03 février 2014

Economie du vin, à lire sans modération

L'économie du vin est un domaine particulièrement intéressant pour l'analyse économique. Commençons par l'information imparfaite qui y règne en maître expliquant prix et organisation.
Le vin est un bien d'expérience comme le définissait Nelson (1970), c'est à dire un bien dont la qualité ne peut pas être connue avec certitude avant consommation (ex-ante). Il peut aussi parfois avoir les caractéristiques d'un bien de croyance, soit un bien dont on ne peut même pas évaluer la qualité après consommation (typiquement lorsqu'un néophyte après dégustation vous dit "j'y connais rien, mais il est bon" en lisant l'étiquette ou en vous narrant les commentaires du vendeur).
Cette information imparfaite conduit les consommateurs à se faire une idée de la qualité en considérant un prix moyen, de prime abord un prix élevé est donc un signal de bonne qualité. Mais (il y a toujours un mais) rien n'empêche les mauvais producteurs de vendre leur piquette à un prix élevé pour se faire passer pour ce qu'ils ne sont pas. Pour légitimer leur prix, les producteurs de bon vin vont exhiber leurs coût de production (du moins auprès des experts), démontrant ainsi qu'ils ont réalisé des investissements hors de portée des producteurs low-costs. Pour ceux qui sont intéressés par ces interactions, voir l'article de Mahenc et Meunier (2006) qui appliquent finement les concepts de l'économie industrielle à l'économie du vin.
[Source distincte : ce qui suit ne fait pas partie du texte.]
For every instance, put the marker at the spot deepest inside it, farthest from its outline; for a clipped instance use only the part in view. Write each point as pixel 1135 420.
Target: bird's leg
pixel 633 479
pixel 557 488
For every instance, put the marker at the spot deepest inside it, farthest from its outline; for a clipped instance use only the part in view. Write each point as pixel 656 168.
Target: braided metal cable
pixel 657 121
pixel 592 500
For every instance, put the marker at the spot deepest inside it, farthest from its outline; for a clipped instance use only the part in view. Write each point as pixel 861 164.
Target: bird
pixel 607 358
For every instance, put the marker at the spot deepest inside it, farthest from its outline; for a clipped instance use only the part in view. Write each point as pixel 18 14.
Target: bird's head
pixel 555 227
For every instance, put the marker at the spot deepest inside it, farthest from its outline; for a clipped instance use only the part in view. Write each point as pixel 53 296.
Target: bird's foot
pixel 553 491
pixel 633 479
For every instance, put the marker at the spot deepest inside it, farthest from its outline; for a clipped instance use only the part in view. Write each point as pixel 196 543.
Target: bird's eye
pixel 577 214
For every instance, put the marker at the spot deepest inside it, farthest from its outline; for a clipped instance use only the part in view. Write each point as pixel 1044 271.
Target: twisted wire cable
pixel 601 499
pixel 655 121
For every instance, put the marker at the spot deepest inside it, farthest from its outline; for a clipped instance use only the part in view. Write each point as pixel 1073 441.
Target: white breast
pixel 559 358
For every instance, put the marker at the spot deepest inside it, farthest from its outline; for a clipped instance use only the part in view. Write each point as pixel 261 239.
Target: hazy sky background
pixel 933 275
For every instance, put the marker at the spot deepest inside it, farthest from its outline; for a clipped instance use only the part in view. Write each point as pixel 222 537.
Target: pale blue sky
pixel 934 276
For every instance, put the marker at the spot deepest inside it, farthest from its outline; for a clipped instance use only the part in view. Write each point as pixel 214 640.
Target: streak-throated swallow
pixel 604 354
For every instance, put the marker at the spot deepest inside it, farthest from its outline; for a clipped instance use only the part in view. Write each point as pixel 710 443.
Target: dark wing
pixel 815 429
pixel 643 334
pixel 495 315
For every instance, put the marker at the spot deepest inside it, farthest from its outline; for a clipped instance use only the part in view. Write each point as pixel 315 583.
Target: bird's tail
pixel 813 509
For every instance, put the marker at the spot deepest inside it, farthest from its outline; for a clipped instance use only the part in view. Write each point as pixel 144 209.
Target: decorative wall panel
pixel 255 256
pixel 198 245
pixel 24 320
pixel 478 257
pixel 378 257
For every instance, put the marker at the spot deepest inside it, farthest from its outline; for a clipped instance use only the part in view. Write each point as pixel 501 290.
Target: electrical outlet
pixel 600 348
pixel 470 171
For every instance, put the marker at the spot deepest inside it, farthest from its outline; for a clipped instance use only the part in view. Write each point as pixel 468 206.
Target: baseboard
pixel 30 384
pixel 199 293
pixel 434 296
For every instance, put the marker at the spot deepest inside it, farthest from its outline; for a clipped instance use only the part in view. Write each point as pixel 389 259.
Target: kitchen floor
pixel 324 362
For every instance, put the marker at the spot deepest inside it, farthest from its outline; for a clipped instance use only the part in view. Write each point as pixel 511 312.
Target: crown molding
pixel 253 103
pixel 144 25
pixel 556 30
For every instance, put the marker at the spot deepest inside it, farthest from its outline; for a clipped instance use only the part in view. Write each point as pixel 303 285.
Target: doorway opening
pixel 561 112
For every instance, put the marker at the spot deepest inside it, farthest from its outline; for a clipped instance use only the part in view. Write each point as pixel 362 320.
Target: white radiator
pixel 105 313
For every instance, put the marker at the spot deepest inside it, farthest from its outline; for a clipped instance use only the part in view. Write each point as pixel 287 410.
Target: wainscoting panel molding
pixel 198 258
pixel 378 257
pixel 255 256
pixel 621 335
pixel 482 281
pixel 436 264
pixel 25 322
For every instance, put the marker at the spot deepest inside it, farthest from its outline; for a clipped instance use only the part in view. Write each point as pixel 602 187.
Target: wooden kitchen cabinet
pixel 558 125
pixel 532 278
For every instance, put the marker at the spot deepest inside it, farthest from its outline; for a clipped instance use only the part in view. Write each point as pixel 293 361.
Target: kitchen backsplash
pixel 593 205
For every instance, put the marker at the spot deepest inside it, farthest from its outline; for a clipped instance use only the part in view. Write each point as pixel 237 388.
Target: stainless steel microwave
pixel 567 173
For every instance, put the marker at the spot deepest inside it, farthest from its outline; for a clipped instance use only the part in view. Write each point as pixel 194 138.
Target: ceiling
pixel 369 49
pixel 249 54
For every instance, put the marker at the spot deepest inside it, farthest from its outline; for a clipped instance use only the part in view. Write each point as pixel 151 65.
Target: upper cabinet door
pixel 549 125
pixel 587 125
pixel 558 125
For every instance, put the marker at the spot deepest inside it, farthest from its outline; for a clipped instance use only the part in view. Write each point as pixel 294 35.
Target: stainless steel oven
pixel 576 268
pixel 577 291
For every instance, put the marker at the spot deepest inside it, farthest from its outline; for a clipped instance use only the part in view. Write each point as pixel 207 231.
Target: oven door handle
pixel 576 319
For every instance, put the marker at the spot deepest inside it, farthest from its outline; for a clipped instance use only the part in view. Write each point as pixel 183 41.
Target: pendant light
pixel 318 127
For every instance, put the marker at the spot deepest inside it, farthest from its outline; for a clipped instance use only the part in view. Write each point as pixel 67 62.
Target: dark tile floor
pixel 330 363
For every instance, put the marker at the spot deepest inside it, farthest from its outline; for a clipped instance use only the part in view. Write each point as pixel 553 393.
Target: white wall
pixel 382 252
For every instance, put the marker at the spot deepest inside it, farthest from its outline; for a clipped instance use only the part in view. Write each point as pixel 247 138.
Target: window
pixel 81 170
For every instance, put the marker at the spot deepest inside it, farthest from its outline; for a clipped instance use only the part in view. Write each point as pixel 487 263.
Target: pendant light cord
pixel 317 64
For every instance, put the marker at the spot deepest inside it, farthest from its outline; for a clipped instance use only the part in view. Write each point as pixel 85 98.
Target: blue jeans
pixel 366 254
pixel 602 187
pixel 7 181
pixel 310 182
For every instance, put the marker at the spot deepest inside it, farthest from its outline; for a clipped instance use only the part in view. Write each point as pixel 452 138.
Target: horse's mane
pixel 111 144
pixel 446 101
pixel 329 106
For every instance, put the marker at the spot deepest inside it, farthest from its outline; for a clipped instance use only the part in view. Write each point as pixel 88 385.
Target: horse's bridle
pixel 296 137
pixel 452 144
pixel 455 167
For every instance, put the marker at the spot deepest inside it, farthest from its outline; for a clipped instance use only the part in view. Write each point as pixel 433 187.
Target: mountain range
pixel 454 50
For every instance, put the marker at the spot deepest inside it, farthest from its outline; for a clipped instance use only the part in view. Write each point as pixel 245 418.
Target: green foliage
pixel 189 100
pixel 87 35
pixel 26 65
En ce qui concerne l'organisation du secteur, l'information imparfaite explique l'existence de plusieurs emplois intermédiaires entre les producteurs et les consommateurs dont notamment la profession d'expert. Leur fonction est de restaurer l'information. Seul hic, ces mêmes experts peuvent manipuler/fausser le marché. L'effet Parker, du nom de Robert Parker l'éditeur de wine advocate, est ainsi très connu tant son jugement influence les prix. Selon Ali, Lecocq et Visser (2008) qui utilise une expérience quasi-naturelle, ce gourou nous coûterait en moyenne 3 euros par bouteille de Bordeaux.

Outre cet effet direct de l'expérience, le vin est aussi un investissement plus ou moins risqué, un vin de garde par exemple révèle ses qualités en veillissant, il est donc "plus ou moins" difficile de prédire ses carastéristiques sur le long terme. Pourquoi "plus où moins"? Pour une raison simple (et encore une fois on retourne aux fondamentaux), la prédiction est possible mais il faut connaître les caractéristiques de l'offre. Ashenfelter (2008) montre ainsi qu'une simple équation économétrique intégrant les caractéristiques des sols et les conditions climatiques expliquent 80% de la variation moyenne des Bordeaux. L'auteur montre aussi comment les experts ont par le passé négligé ces caractéristiques qui constituent pourtant l'essence de la qualité d'un vin. Gergaud et Ginsburgh (2008) affinent l'analyse et montrent que les dotations du sol ne sont rien en comparaison du travail des vignerons, la qualité d'un vin est davantage une question de technique qu'une question de nature. Evidemment il n'y a rien de révolutionnaire dans ces découvertes, Vauban sous Louis XIV ne disait-il pas que "le meilleur terroir ne diffère en rien du mauvais s'il n'est cultivé" (cette citation est empruntée à cet article).
Pour conclure, comment expliquer la forte augmentation des prix observés dans les années 2000 sur les 1000 plus grands vins du monde (voir graph ci-dessous)?

Cette forte augmentation peut en partie s'expliquer par la croissance des revenus dans les pays émergents*. Les grands crus sont des produits de luxes, c'est à dire des biens dont l'élasticité revenu est supérieure à un, d'où un effet direct et puissant de la croissance sur les prix. En effet puisque la demande pour ces vins augmente encore plus vite que les revenus et que l'offre est fixe sur le court terme, les prix ont flambé. Je vous laisse faire le graphique offre/demande. Rajoutez à ceci que les vins sont des placements financiers (liquides) assez prisés et vous voilà en mesure d'expliquer la hausse des prix (puis stagnation) du vin avec des arguments micro de base.

F. Candau

*que l'on pourrait résumer par "pour cent BRICs, t'as du vin", dès lors plutôt normal que les lendemains soient difficiles

Références
  • Ali, H. H., Lecocq, S. and Visser, M. (2008), The Impact of Gurus: Parker Grades and En Primeur Wine Prices. The Economic Journal, 118: F158–F173.
  • Ashenfelter, O. “Predicting the quality and prices of Bordeaux wine. The Economic Journal 118
  • Gergaud, O and Ginsburgh, V (2008), “Endowments, production technologies and the quality of wines in Bordeaux. Does terroir matter?”, The Economic Journal 118, 142-157.